Wednesday, October 21, 2009

Mervyn likes narrow banking, phew!

Mervyn King’s endorsement of narrow banking is a big relief. A worrying gap has been opening between politicians and economists on bank reform, so let’s hope King’s call for a structural review of the sector will sway the decision makers in the right direction.

Politicians from all parties are focussing on G20 ideas about regulation and capital requirements, and earning column inches with talk of windfall taxes.

While politically attractive, these alone are a long way from the complete restructuring of the industry called for by leading economists.

John Kay, the champion of narrow banking, Martin Wolf and now Mervyn King all agree that the current structure of the industry is unsustainable. They call the current situation the “biggest moral hazard in modern banking history”, “impractical”, “inconceivable”, “breathtaking” and “intolerable”.

Their core idea is Kay’s concept that banks should not be permitted to use publicly guaranteed retail deposits to fund speculative activity.

The separation of utility and casino banking operations limits the public’s guarantee substantially to just the utility part - defined as payment systems and deposit-taking - and forces the casinos to bear responsibility for their own risks.

“Encouraging banks to take risks that result in large dividend and remuneration payouts when things go well, and losses for taxpayers when they don’t, distorts the allocation of resources and management of risk,” said King.

Unbelievably, the government does not agree with this. Gordon Brown told the commons this week that he has no plans to split the sector, saying narrow banking would not have saved Northern Rock or Lehman Brothers as neither was an integrated bank. NR was a retail mortgage operation and Lehmans a pure investment bank.

This misses the point that these failures led to the withdrawal of trust in other integrated banks, including RBS, that needed to be bailed out with public money.

It also fails to recognise that structural reform of the sector creates a chance to build disincentives to the kind of activity that led to the demise of these two banks.

In Northern Rock’s case, if it had been defined as a narrow bank and its depositors given priority as creditors, then lenders in the wholesale market would have been reluctant to lend as they did. The Rock might not have developed the dependency on wholesale funding that ultimately killed it.

In Lehman’s case, the bank may have gone bankrupt anyway but other large banks would have been insulated from its impact and the bail-out requirement much smaller.

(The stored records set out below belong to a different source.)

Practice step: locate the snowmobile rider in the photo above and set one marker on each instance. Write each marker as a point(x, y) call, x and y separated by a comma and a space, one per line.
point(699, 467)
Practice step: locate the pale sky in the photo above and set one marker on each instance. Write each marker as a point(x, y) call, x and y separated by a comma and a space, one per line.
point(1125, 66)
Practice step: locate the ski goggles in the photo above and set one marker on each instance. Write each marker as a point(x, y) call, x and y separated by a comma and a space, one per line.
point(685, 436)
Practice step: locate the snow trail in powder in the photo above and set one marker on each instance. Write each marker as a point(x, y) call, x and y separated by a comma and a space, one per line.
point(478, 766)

Kay makes another point, that the bancassurance model is a hindrance on the provision of decent retail banking services.

He says the buccaneering, transaction-led culture of investment banks led to, for example, “casino” bankers demanding raw material for securitsation and causing in-house “utility” bankers to lend badly in the sub-prime market.

King used the words of Sir Walter Scott to say something similar. Writing about the Ayr Bank crisis in 1772, Scott said the bankers were mostly good men but a few were “capitalists who sought gain not by the encouragement of fair trade and honest industry, but by affording temporary fuel to rashness or avarice”.

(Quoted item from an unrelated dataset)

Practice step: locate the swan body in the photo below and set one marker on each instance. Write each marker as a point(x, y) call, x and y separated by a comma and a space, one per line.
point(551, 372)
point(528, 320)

Narrow banking would break this model and allow retail banking to re-establish a client-focussed culture, focussed on payment innovations and good value financial products.

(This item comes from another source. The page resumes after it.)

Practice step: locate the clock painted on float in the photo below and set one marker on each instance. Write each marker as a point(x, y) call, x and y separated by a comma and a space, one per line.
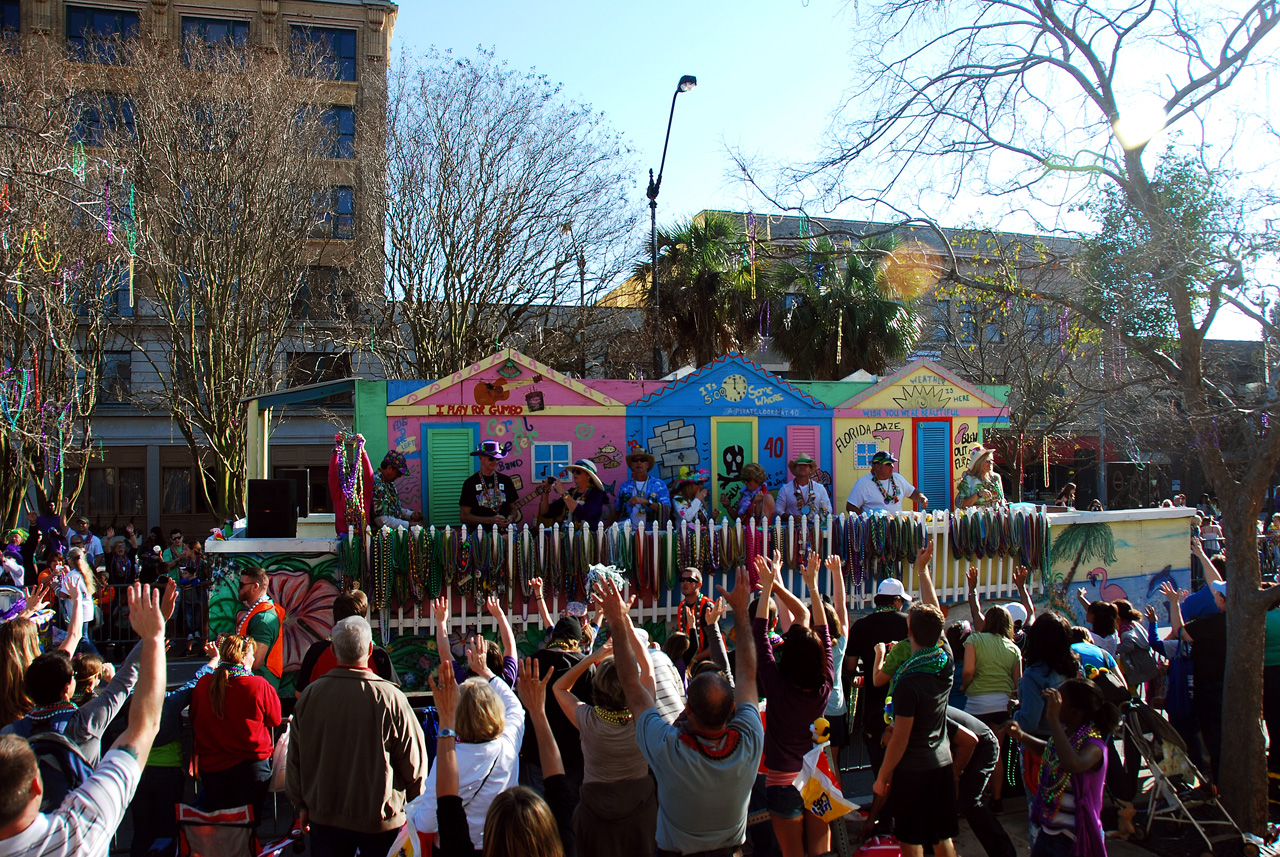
point(734, 388)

There may be more on this to come; Mervyn King hinted that in a paper later this week the Bank of England would describe policy tools to “limit the growth of the financial sector.”

Let’s hope he can persuade George Osborne of his arguments. Fury over bonuses makes it very tempting to build policy around windfall taxes, or even ongoing taxes as proposed by Nick Clegg.

However, these are not the answer. They would punish bank shareholders in general, which means the investing public and the Treasury. It won’t really affect bonuses and it certainly won’t help banks to start lending again.

If anyone has a moral duty to pay tax into the Treasury’s bail-out fund, it should be just the investment banking arms of integrated banks that received public support. Those public subsidies allowed high leverage to boost earnings - and stock compensation - and powered the one-way incentive schemes that led to so many write-offs and bonuses.

If windfall taxes cannot be avoided, at least split the banks along narrow banking lines first so the taxes can be targeted at the real culprits without affecting lending in the real economy.